Physics-Informed Neural Networks (PINNs) integrate machine learning with differential equations to solve forward and inverse problems while ensuring that predictions adhere to physical laws. Physiologically based pharmacokinetic (PBPK) modeling advances beyond classical compartmental approaches by employing a mechanistic, physiology-focused framework. Such models involve many unknown parameters that are difficult to measure directly in humans due to ethical and practical constraints. PBPK models are constructed as systems of ordinary differential equations (ODEs) and these parametric ODEs are often stiff, and traditional numerical and statistical methods frequently fail to converge. In this study, we consider a permeability-limited, four-compartment PBPK brain model that mimics human brain functionality in drug delivery. We introduce PBPK-iPINN, a method for estimating drug-specific or patient-specific parameters and drug concentration profiles using inverse PINNs. We also conducted parameter identifiability analysis to determines whether the parameters can be uniquely and reliably estimated from the available data. We demonstrate that, for the inverse problem to converge to the correct solution, the components of the loss function (data loss, initial condition loss, and residual loss) must be appropriately weighted, and the hyperparameters including the number of layers and neurons, activation functions, learning rate, optimizer, and collocation points must be carefully tuned. The performance of the PBPK-iPINN approach is then compared with established numerical and statistical methods. Accurate parameter estimation yields precise drug concentration-time profiles, which in turn enable the calculation of pharmacokinetic metrics. These metrics support drug developers and clinicians in designing and optimizing therapies for brain cancer.

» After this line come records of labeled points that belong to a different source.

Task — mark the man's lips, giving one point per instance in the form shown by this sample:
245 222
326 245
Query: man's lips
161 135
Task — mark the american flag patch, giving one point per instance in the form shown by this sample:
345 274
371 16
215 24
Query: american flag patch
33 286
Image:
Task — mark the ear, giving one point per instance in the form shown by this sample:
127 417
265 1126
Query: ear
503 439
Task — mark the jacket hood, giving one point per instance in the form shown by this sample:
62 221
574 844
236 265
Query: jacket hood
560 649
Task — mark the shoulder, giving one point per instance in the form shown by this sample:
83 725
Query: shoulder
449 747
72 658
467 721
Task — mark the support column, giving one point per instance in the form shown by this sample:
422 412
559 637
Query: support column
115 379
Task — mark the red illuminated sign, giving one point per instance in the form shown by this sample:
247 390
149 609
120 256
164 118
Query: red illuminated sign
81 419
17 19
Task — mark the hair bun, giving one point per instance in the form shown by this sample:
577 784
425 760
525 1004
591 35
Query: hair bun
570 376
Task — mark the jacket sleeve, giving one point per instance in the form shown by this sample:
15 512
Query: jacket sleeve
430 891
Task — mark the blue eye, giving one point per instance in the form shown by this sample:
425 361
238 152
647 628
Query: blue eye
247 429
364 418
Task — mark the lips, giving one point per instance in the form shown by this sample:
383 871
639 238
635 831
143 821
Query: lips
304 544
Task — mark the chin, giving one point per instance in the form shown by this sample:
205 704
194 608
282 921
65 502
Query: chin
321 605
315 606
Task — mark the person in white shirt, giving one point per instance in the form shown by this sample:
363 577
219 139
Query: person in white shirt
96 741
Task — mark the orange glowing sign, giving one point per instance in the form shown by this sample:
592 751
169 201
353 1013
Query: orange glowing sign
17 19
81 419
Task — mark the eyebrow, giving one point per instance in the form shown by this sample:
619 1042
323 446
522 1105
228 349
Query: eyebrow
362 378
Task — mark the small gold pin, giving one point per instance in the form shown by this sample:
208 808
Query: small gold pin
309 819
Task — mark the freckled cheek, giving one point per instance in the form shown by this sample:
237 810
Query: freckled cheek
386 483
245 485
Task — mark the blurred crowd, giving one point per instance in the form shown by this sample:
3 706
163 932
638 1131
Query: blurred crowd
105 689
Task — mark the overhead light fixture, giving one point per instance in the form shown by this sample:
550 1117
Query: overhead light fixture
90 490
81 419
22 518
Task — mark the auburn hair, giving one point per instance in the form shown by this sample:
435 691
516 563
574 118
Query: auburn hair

翻译：物理信息神经网络（PINNs）将机器学习与微分方程相结合，以求解正问题和反问题，同时确保预测结果遵循物理定律。基于生理的药代动力学（PBPK）建模通过采用一种机制性的、以生理学为中心的框架，超越了经典的房室建模方法。此类模型涉及许多未知参数，由于伦理和实际限制，这些参数难以在人体中直接测量。PBPK模型构建为常微分方程（ODEs）系统，这些参数化常微分方程通常是刚性的，传统的数值和统计方法常常无法收敛。在本研究中，我们考虑一个模拟人脑在药物递送中功能的、渗透性受限的四房室PBPK脑模型。我们引入了PBPK-iPINN方法，该方法利用反演PINNs来估计药物特异性或患者特异性参数以及药物浓度分布。我们还进行了参数可识别性分析，以确定是否可以从现有数据中唯一且可靠地估计这些参数。我们证明，为了使反问题收敛到正确解，损失函数的组成部分（数据损失、初始条件损失和残差损失）必须适当加权，并且包括层数和神经元数、激活函数、学习率、优化器和配置点在内的超参数必须仔细调整。随后，将PBPK-iPINN方法的性能与成熟的数值和统计方法进行了比较。准确的参数估计可产生精确的药物浓度-时间分布，进而能够计算药代动力学指标。这些指标有助于药物开发人员和临床医生设计和优化脑癌治疗方案。